3

Sorry if this is off topic - but it is certainly programming related.

I need to test my web application at scale (concurrent users and amount of data in system). For the latter, I need some way of generating dummy data for a variety of types (name, address, email and some other data types)

Are there any open source (free), or commercial providers of dummy data dictionaries (in any format but preferably mySQL) (I don't really need a whole application - just the data).

How have others solved this problem?

edit: Sorry if I wasn't clear. I don't need a way to code this - I just need the dummy data(base) files to provide the raw information. I don't want nonsense data (like randomly generated characters) because this won't allow us to perform usability tests or demonstrations. If this isn't available in open source - does anyone know why not?

edit 2: I've seen generatedata.comm, but the database that backs the application is too small. I need to test around 100,000 users (and I have needs for data types that are not supported by that application.
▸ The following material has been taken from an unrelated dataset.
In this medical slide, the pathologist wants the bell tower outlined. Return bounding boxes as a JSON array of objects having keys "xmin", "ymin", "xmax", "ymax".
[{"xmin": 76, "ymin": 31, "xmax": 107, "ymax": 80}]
Even just a dictionary (english), in database form would be useful.

calumbrodie
  • 4,722
  • 5
  • 35
  • 63

2 Answers2

1

This website offers you a lot of free data for tests purpose : www.fakenamegenerator.com

Kevin Labécot
  • 2,005
  • 13
  • 25
  • Thanks. What I need is the database file that backs this web application (or similar). There is also http://www.generatedata.com/, but the amount of data in the included database is too small. – calumbrodie Aug 25 '11 at 09:45
  • 2
    What's the problem ? You can "order" up to 50 000 entries at 1 time on this website. If you need more, simply order again. It's free. http://fr.fakenamegenerator.com/order.php – Kevin Labécot Aug 25 '11 at 09:47
  • Nice - didn't see that. That's very awesome. Now I just need some for the rest of my data (which, given that it's so different could easily come from a regular english dictionary). It would be best if this site provided the database that they run off (and it would save their server as well) - but I'm not complaining. Thanks Again. – calumbrodie Aug 25 '11 at 09:58
  • Annnnnnddd I'm an idiot - there's a link to download 1000000 users on the thank you page when creating an order. That will do nicely :-) – calumbrodie Aug 25 '11 at 10:06
0

Could you just write a simple script to programmatically randomly generate the required data? I would use python, but you could do it in practically anything.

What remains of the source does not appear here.